Le délit d’aide à l’entrée irrégulière une fois de plus survit et, avec lui, l’ensemble des considérations politiques auxquelles il obéit. La démonstration en sera faite ci-dessous.

En droit pénal, les infractions se définissent généralement par rapport à des « valeurs sociales protégées ». Pour illustrer le propos, la « valeur sociale » protégée par l’infraction d’homicide est ainsi la vie, celle protégée par l’infraction de vol est la propriété.

C’est à travers l’universalité de ces « valeurs sociales », qui sont hiérarchisées, que le ministère public peut prétendre représenter la société dans son entier, puisque le contrat qui les lie se retrouve rompu lorsqu’elles sont atteintes. Comme le rappelle le Professeur Yves Mayaud, toute incrimination « poursuit un objectif de protection, à savoir la sauvegarde d’un intérêt supérieur pour la pérennité des relations sociales : vie, intégrité physique, propriété, foi publique… ».

Pourtant, rien ne permet d’être catégorique sur la valeur sociale protégée par le délit d’aide à l’entrée irrégulière. En réalité, l’infraction n’est pas considérée comme une bienveillance envers des migrants, qui pourraient être exploités par des réseaux mal intentionnés, mais plutôt comme étant relative à la protection de l’ordre public au travers de la frontière. À cet égard, le délit est intégré dans une partie du code de l’entrée et du séjour des étrangers et du droit d’asile relative aux contrôles. La « valeur sociale » est ainsi purement abstraite et presque administrative mais, plus encore, fonction de la politique migratoire exercée par un gouvernement dont la sensibilité politique évolue.

La « valeur sociale » protégée par le « délit de solidarité » n’est ainsi, contrairement à la majorité des infractions, pas intangible mais aléatoire parce qu’en lien avec la conception du fait migratoire par la puissance publique.

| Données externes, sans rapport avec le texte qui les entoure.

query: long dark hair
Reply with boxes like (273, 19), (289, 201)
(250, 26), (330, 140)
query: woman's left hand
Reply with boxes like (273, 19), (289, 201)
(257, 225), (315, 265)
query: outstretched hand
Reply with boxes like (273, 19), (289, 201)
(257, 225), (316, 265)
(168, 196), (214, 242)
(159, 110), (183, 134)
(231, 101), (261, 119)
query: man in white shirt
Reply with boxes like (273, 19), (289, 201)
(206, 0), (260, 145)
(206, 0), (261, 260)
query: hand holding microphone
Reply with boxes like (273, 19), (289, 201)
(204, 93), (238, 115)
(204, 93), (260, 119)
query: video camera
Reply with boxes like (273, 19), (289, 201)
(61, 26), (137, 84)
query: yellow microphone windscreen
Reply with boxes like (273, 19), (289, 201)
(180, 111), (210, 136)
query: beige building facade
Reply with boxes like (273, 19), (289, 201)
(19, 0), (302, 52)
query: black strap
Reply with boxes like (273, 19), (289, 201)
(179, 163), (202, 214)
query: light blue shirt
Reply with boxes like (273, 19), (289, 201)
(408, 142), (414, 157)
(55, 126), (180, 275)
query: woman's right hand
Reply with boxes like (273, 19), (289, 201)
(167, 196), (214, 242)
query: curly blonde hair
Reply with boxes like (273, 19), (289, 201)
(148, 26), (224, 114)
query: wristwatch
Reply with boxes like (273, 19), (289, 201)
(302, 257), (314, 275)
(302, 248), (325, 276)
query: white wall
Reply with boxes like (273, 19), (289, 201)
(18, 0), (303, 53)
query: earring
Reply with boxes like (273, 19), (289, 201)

Cette question est donc directement en lien avec la gestion des frontières nationales. Pour ces dernières, les contrôles ont en théorie été abolis en application des principes de Schengen et de libre circulation au sein de l’Union européenne. Ils ont pourtant revu le jour afin de sécuriser la conférence « Paris Climat 2015 », et été maintenus au nom de la menace terroriste. La dernière dérogation a prolongé les contrôles aux frontières jusqu’au 30 avril 2019.

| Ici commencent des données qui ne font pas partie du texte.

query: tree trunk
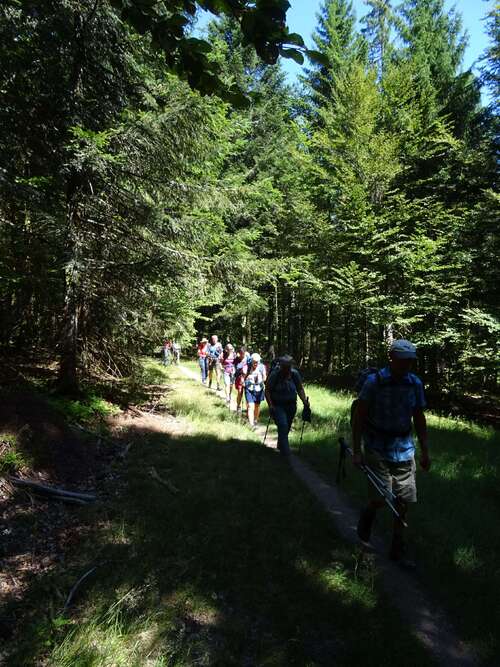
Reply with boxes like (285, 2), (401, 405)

Ce rétablissement des contrôles dans le cadre spécifique de la menace terroriste ne devrait en théorie par conduire à une plus forte criminalisation de l’aide à l’entrée irrégulière, sauf à admettre que sa finalité est effectivement en lien avec l’immigration.

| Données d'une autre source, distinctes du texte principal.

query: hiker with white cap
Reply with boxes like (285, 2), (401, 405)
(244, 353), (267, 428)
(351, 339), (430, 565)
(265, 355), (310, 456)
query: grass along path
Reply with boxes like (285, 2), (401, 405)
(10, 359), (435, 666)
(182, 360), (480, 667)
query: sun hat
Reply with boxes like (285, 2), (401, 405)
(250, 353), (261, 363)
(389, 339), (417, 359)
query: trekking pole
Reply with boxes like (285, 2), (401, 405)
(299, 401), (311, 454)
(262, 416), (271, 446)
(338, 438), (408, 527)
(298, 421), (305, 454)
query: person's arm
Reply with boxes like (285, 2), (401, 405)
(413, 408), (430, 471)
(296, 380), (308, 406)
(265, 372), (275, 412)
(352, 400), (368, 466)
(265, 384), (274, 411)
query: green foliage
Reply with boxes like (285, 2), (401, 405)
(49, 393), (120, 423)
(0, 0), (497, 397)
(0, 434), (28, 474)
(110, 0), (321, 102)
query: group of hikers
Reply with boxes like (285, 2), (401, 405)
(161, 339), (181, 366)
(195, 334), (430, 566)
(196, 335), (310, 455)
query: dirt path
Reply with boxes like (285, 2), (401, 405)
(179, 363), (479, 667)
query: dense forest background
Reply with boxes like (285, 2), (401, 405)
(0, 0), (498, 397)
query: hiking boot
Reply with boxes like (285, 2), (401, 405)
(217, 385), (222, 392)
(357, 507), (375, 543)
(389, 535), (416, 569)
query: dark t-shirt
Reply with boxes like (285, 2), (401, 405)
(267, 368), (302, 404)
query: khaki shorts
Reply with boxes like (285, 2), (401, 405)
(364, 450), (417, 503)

La « valeur sociale protégée » par le « délit de solidarité » fait d’autant plus débat qu’à la frontière italienne, c’est la vie des migrants qui est jeu. On oppose ainsi la protection purement fictive d’une frontière, en contradiction avec la libre circulation, à la « valeur sociale » de la vie des exilés. Trouve ainsi sa place dans l’arsenal pénal une infraction totalement évolutive qui est au service d’une politique migratoire aveugle. Sa répression s’exerce à travers un parquet sous la hiérarchie du garde des Sceaux.

Dans ces conditions, l’on peut légitimement s’interroger sur le sens de l’infraction d’aide à l’entrée irrégulière. Outre le fait qu’elle nie les accords Schengen, elle protège une « valeur sociale » non seulement spéculative mais, plus encore, fluctuante. Au même moment pourtant, les droits des migrants sont bafoués.

Définitivement donc, la répression de la solidarité procède d’une interversion des valeurs entraînées par des considérations politiques. L’exposé des motifs du nouveau code pénal prévoyait que « pour exprimer les valeurs de notre temps, le nouveau code pénal doit être un code humaniste, un code inspiré par les droits de l’homme ». Le « délit de solidarité », bien que dans un code distinct, ne devrait pas y déroger.